As human population grows beyond 7 billion, competition for the Earth’s resources increases. The natural environment and biodiversity are severely impacted, leading to a decrease in the number of species, a process some call the Sixth Great Extinction.
The author examines human efforts to conquer the planet from a geographic perspective and how we contend with various forces of nature. As he states: “The goal of this book is to show how geographic paradigms, especially human ecology set in past times, can help frame contemporary environmental issues in a continuous temporal context.” The book discusses three approaches that have historically been used by humans as we have expanded to all corners of the globe. The first is environmental determinism, the idea that we can do little to shape the environment using our technology and should instead work to live a sustainable lifestyle. The second approach is possibilism, the idea that technology can forestall the forces of nature and ensure our indefinite future. The third approach, favored by the author, is human ecology. This is the idea that humans should and can adapt to changing environments over time.

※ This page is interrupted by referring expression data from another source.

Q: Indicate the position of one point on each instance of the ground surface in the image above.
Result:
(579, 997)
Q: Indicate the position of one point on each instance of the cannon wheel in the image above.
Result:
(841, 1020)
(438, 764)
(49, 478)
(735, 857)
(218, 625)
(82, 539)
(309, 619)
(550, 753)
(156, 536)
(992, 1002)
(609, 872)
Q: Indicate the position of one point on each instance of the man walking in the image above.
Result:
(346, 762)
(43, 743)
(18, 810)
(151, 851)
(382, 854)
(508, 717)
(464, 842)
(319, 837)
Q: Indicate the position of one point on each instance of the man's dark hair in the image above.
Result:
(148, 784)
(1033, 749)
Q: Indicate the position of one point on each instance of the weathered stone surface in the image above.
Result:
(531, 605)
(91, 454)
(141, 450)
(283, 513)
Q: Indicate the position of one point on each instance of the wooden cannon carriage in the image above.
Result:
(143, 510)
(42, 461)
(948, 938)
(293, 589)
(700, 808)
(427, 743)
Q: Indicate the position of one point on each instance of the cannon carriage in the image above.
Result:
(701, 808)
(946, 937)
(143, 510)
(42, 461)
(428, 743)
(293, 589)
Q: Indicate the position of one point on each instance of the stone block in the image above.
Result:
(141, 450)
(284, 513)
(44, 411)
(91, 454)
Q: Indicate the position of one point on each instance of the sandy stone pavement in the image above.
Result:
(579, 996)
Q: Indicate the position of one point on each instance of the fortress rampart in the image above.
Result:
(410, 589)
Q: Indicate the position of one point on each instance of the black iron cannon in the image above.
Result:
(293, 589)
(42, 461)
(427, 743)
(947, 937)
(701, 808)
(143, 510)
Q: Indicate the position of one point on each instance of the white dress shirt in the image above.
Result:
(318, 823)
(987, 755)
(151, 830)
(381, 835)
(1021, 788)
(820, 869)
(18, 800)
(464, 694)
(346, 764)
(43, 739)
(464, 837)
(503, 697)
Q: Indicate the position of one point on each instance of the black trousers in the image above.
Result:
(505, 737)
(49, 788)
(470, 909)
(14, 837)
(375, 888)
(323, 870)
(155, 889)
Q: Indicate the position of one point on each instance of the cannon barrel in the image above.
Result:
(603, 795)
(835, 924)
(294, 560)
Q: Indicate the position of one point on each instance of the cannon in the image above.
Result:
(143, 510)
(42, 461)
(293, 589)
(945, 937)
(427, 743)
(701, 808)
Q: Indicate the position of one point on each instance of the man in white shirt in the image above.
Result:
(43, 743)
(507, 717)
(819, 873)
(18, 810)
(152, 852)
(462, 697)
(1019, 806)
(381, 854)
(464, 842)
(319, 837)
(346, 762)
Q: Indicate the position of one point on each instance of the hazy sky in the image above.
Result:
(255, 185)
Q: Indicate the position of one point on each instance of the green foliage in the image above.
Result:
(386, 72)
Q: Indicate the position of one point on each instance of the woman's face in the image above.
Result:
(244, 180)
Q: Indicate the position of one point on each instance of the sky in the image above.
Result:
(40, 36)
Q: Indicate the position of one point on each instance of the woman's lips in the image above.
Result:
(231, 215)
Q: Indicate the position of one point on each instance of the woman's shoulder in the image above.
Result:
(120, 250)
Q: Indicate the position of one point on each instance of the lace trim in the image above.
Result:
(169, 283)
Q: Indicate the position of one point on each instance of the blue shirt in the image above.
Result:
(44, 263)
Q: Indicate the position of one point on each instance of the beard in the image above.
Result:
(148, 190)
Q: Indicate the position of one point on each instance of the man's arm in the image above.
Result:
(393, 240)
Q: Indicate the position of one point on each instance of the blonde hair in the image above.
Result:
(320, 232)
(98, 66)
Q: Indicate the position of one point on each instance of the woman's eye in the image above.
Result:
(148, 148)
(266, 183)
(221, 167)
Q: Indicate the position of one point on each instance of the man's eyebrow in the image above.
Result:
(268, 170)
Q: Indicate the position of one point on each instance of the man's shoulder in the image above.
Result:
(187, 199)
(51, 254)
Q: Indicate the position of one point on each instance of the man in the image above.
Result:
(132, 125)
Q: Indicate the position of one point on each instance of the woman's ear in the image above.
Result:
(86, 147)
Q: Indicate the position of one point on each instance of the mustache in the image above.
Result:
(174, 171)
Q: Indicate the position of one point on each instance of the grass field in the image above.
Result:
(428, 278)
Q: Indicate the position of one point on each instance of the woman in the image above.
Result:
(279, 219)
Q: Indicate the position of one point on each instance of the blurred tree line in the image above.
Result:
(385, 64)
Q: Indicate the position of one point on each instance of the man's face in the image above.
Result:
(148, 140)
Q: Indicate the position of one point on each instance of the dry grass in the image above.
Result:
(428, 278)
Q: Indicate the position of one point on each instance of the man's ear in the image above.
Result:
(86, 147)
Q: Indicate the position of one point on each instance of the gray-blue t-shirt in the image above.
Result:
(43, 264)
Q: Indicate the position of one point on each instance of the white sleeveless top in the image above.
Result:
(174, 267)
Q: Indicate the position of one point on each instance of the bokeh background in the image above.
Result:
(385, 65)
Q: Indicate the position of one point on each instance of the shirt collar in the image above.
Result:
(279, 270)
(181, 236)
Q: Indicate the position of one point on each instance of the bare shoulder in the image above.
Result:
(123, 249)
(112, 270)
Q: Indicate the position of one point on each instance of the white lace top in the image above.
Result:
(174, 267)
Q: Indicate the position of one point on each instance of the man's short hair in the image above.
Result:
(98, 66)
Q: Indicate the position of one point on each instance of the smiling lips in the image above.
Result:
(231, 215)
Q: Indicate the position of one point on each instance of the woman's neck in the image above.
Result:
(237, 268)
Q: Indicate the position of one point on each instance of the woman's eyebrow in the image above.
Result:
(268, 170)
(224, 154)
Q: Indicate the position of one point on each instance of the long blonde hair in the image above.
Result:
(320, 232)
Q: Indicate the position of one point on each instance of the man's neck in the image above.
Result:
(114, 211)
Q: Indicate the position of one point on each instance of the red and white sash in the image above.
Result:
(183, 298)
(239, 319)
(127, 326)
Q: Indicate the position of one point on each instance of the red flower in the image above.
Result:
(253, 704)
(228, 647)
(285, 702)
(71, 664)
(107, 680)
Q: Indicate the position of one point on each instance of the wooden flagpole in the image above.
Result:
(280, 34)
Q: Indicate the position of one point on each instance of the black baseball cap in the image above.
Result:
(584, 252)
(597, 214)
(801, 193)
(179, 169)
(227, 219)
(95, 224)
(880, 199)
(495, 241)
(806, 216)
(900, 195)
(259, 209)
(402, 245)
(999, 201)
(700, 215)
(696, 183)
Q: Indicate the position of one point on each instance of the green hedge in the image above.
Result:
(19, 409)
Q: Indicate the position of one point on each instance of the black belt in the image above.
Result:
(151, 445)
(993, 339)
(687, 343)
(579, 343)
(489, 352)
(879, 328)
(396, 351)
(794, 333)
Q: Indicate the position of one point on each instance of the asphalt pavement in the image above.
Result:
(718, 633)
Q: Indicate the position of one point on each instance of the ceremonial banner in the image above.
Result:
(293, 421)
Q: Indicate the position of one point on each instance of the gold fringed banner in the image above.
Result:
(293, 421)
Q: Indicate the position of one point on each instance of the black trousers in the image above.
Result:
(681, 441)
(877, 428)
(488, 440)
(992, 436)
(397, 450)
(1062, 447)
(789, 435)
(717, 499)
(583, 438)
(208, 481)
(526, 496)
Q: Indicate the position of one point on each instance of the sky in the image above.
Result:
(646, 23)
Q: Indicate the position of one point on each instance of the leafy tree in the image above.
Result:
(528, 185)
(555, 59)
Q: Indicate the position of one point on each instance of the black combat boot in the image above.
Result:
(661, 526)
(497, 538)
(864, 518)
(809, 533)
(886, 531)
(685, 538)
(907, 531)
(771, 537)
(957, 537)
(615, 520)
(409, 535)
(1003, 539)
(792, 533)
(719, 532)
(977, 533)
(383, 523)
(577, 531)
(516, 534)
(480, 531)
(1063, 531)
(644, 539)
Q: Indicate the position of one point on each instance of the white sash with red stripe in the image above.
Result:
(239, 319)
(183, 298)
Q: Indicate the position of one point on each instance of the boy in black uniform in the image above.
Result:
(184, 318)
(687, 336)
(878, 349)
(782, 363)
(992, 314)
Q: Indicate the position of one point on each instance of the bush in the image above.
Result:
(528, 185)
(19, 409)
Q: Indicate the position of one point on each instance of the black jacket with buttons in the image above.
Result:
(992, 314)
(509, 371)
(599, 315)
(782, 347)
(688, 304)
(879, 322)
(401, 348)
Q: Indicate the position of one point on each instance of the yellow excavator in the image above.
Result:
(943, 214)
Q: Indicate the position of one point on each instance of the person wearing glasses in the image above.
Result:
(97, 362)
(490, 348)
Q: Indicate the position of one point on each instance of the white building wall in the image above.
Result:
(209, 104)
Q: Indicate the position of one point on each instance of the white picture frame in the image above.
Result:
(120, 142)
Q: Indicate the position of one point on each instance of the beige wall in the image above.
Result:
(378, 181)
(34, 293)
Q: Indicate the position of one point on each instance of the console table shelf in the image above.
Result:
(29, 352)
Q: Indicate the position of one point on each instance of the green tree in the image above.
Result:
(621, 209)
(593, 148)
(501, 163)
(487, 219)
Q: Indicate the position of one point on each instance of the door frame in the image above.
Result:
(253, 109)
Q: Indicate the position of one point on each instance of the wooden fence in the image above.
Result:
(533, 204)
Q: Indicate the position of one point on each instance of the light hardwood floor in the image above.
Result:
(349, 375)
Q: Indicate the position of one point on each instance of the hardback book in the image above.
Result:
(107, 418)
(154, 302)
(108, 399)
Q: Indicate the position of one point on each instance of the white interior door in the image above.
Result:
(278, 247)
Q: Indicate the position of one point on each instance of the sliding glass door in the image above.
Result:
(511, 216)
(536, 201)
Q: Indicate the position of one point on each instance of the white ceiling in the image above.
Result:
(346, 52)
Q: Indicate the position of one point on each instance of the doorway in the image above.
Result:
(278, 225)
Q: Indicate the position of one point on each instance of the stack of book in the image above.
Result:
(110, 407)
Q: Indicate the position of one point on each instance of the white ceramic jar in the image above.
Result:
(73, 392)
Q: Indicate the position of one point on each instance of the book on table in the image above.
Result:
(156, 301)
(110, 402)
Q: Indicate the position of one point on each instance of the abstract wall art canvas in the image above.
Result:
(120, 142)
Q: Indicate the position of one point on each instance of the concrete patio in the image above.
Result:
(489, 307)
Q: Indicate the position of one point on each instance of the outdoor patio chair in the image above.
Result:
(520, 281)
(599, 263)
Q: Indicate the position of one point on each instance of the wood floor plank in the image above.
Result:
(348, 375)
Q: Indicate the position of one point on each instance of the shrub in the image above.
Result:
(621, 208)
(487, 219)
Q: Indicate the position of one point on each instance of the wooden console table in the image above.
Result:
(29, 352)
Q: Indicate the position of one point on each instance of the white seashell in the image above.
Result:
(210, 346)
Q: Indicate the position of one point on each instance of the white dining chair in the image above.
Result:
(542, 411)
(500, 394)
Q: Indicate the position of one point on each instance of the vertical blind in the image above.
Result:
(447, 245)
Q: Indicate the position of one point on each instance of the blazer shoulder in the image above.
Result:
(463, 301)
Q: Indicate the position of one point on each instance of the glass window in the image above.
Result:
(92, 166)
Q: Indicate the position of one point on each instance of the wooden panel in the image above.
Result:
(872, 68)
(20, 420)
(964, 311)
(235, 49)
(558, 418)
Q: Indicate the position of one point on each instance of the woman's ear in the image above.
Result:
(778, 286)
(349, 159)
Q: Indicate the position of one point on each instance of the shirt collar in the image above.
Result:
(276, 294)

The book includes 12 chapters. The first half of the book is focused on human ecology and how it differs from the other two approaches. The next few chapters focus on various forces of nature. The last two chapters examine population growth and migration patterns and how these affect life in the Americas. An important part of the discussion of human ecology is the concept of the ecumene, the places humans most like to live. These are predominantly coastlines and temperate climates. With 7 billion plus people, most of the best spaces are filled, forcing people to live in less desirable places. Another interesting idea is geotheology, the idea that human actions against the environment will result in punishment. This is recognized in legal terms as “Acts of God.” Forces of nature discussed include hurricanes, tornadoes, and earthquakes, including information on how we think these are produced. We spend a lot of time and money attempting to predict these forces and to protect people from them, while at the same time human populations in the most threatened areas continue to grow. Climate change is discussed, including our efforts to reduce greenhouse gas emissions. Some have a strong geotheological perspective that climate change is nature’s retribution for our energy–wasteful society.
Overall this is an interesting, well–written book, discussing some important ideas about how we see and deal with the natural work, something we often forget we are a part of. Human ecology is an important compromise between the bleak pessimism of environmental determinism and the extreme optimism of possibilism and is worthy of further study.